Supporting grassroots effectively: You can give to the most effective charity in your community, even if none of them have “data”

First, I want to say that this is not a post about how you should give. This is a post about spreading EA values in the non-EA community. It’s about how even if you can’t spread every EA value to every person, everyone can do good better. Without further ado...

Cost-effective giving relies on evidence

If you’re here, you know that a lot of people give to charities without doing research or considering impact data. Maybe they give based on “My friend runs it,” or “My sister was affected by this issue.” Maybe before you were an EA, this was also how you gave.

But no longer! Now you give to the charities with the Highest Cost-Effectiveness, not just in your community but In The World. And you know their cost-effectiveness because the charity collected lots of Data in the form of Numbers.

If you’re here, I doubt you have a large portion of your budget directed toward unquantified grassroots efforts in your community. But there’s a good chance you’ve talked to someone outside of EA who does. (If you haven’t, your community-building might be stuck in a bubble.) I bet you’ve wondered how you can possibly spread EA ideas to someone with that focus. I’m here to tell you that you can.

At my last non-profit, I gave the communications coordinator a copy of Doing Good Better. “This is cool stuff,” she said, “but we work with a lot of people in Indigenous communities who don’t do quantitative monitoring and evaluation. They want to give within their communities. But does it make sense to talk to them about effective giving at all?

Yes.

The best evidence about grassroots charities might not be quantitative

No matter where, small communities dominated by grassroots initiatives have a couple of problems when it comes to quantitative data.

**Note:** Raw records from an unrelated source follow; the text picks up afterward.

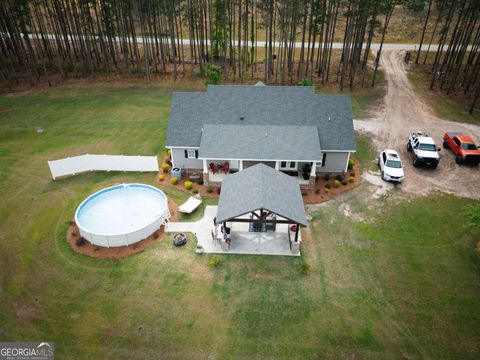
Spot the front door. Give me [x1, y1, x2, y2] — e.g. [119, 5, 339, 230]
[280, 161, 298, 171]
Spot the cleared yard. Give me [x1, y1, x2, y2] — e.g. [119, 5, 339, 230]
[0, 85, 480, 359]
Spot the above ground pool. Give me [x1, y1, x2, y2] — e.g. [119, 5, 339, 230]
[75, 184, 170, 247]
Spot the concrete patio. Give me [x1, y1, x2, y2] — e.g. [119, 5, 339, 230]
[165, 206, 301, 256]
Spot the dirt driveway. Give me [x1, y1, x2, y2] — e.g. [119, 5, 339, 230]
[354, 50, 480, 199]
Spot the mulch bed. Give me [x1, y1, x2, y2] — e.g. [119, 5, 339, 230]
[67, 198, 178, 260]
[157, 161, 362, 205]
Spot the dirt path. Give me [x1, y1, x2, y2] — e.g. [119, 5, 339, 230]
[355, 50, 480, 199]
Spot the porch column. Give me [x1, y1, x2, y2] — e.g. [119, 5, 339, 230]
[308, 161, 317, 188]
[203, 159, 208, 186]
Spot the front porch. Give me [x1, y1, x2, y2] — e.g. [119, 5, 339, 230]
[203, 159, 316, 187]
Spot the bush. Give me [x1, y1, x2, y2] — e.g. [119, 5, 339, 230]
[300, 260, 312, 275]
[160, 163, 170, 174]
[208, 256, 223, 268]
[202, 64, 222, 85]
[75, 236, 87, 247]
[348, 159, 356, 170]
[183, 181, 193, 190]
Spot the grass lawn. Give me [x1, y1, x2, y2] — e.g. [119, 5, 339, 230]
[0, 85, 480, 359]
[408, 65, 480, 124]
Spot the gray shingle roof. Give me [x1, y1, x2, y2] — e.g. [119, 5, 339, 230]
[217, 164, 307, 225]
[166, 85, 356, 151]
[198, 124, 321, 161]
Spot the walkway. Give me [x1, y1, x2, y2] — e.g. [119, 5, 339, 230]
[165, 205, 301, 256]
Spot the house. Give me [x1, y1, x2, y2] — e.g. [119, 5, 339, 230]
[166, 85, 356, 186]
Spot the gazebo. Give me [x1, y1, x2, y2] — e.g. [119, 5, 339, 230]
[214, 164, 307, 254]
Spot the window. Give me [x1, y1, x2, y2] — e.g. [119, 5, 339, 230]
[280, 161, 297, 171]
[185, 149, 198, 159]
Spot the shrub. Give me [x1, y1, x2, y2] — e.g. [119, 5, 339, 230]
[208, 256, 223, 268]
[202, 64, 222, 85]
[300, 260, 312, 275]
[75, 236, 87, 247]
[348, 159, 356, 170]
[160, 163, 170, 173]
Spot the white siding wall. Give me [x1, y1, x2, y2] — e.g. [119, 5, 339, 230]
[317, 152, 349, 172]
[172, 148, 203, 170]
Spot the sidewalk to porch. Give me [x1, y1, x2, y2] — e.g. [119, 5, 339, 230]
[166, 206, 301, 256]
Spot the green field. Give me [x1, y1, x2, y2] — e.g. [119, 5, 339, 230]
[0, 85, 480, 359]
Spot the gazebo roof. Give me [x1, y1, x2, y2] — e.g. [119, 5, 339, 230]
[217, 164, 307, 226]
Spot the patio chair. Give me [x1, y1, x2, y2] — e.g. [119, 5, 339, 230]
[208, 163, 217, 174]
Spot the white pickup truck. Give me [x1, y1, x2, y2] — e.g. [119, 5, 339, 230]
[407, 131, 440, 169]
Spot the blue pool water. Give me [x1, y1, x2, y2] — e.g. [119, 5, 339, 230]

  1. Collecting quantitative data on your impact takes time, human resources, an understanding of methodology, and money. Small, poor, or rural communities don’t always have these resources.

  2. Under the right conditions, you might have good reasons to trust expert testimony more than quantitative data.

What reasons are those? Expert testimony is a form of evidence with pros and cons, just like quantitative data. In ideal conditions, I won’t tell you it’s a better form of evidence...

Hierarchy of evidence - Physiopedia

But what if you’re trying to compare among a group of initiatives with much longer and richer history of informal observation than written/​recorded data? What if you’re comparing among a group of initiatives with a lot of intangible effects that couldn’t be included in a model unless you had a lot of resources to spend on modelling?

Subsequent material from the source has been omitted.